Leena stares over the rim of her glass at Safa, their familiar eyes lock onto one another. Living next door to each other in Syria has meant their eyes have witnessed a parallel life, Leena being several years older than Safa meant she was often her guide. Their family homes were side by side, with fruit trees and space enough to roam. This life they knew was ravaged by war but had previously been calm, humble but prosperous. Safa and Leena understood the world through each other.

Leena took the hand of her friend, gently massaging the fingers and the palm, rubbing and pushing at the flesh.

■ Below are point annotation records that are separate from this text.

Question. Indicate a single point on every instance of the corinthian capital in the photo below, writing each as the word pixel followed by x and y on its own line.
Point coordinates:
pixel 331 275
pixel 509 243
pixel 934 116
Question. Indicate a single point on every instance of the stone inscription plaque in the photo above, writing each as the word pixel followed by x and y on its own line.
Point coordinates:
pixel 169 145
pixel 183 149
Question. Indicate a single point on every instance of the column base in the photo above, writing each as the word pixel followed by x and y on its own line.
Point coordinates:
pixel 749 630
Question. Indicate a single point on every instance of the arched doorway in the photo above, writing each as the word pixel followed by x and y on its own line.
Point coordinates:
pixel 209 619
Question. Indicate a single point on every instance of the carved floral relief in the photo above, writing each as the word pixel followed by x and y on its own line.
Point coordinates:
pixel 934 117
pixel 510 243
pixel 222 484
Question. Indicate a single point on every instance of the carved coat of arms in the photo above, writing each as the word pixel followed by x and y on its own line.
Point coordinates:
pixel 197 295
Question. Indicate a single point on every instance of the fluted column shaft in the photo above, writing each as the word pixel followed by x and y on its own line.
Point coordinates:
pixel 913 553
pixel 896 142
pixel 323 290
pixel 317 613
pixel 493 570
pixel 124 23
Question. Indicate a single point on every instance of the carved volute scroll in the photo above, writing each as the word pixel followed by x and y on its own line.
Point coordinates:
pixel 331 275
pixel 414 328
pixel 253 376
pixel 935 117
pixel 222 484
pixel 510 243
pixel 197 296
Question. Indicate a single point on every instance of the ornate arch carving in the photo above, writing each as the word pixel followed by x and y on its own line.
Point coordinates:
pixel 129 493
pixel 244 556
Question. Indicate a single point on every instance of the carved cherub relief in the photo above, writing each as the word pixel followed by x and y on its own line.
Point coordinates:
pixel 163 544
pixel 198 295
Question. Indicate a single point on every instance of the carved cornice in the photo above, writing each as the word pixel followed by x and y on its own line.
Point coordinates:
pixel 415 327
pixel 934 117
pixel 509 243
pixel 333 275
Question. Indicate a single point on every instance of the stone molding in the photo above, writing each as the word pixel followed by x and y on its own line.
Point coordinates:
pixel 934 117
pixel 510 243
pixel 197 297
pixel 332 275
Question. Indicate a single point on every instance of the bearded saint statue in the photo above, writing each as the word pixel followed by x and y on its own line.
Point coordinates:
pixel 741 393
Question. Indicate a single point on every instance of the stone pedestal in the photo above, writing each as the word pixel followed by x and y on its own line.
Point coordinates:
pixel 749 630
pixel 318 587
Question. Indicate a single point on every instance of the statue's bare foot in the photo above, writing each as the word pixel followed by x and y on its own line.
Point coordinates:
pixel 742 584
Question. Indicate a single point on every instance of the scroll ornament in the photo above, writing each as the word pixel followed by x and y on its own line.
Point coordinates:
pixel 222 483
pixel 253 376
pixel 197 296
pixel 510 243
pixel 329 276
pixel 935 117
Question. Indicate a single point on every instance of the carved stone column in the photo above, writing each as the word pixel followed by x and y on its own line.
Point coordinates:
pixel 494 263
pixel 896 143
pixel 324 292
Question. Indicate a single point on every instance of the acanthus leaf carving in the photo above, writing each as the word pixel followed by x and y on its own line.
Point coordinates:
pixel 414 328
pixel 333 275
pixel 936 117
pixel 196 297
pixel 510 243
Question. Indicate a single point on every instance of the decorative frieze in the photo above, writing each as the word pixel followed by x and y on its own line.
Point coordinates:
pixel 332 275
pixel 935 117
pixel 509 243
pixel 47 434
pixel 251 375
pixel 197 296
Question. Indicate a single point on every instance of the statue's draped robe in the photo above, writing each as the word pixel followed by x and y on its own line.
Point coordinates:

Leena pauses before revealing:

– I miscarried again.

– What? When?

– A week ago.

– Why didn’t you tell me? I didn’t know you were pregnant.

– Because of the miscarriages I’d already had, I didn’t think this pregnancy would last.

– Oh Leena, I’m so relieved you’re OK, Alhamdulilah,

– Rami lost his job, he was getting exploited there but of course we need the money, the Jordanian workers were getting paid double what he earned and then they fired him for a minor mistake. Maybe he doesn’t really want another baby and maybe the baby didn’t want to be here either.

– The baby would have been lucky to have you. How is Rami?

– He’s miserable, he goes out looking for work but hasn’t had luck yet. He’s stopped helping so much and I’ve stopped asking. I was carrying something heavy up some stairs and that’s when I felt the stabbing pain.

– Oh Leena, I’m so sorry. I thought you were on the pill?

– Yes but I forget sometimes, I don’t mean to, I would prefer to not have anymore children either but I forget and it seems it’s Allah’s wish as at the times I forget, I get pregnant.

– I understand. Do your in-laws know about Rami’s job?

– Yes and they’re trying to help.

– I will ask Omar also.

– I don’t want to bother you with such things, you have enough to think about.

– But I have enough space to think about you.

Safa scans her mind for something concrete to suggest besides prayer.

Safa scans her mind for something concrete to suggest besides prayer. Rami has always been kind and proactive,she knows he will find something soon but will it be soon enough. Perhaps Omar can help. Safa’s father had always taken this role of making sure people were taken care of. He would have done his best for Leena, she was another daughter to him. May he rest in peace.

Leena helps Safa up, pulling her from the ground to a standing position. The warm breeze blows through the curtains. They go to the door to look out on the children. A group of kids race around the street, weaving in and out of parked cars causing a blur of movement. At the end of the block, Rami and Omar turn the corner into the street, walking together as they make their way home. Both with tired, smiling eyes, extending their arms to their children as they approach.


Safa and Leena are inspired by the many interviews generously and bravely given by women in Jordan in 2018. A fictional account has been written in order to preserve privacy. Safa and Leena exist as an ode to the stories, experiences and characteristics of some but not all displaced women from Syria currently living in Jordan, the research was centred around early marriage, sexual health and reproduction.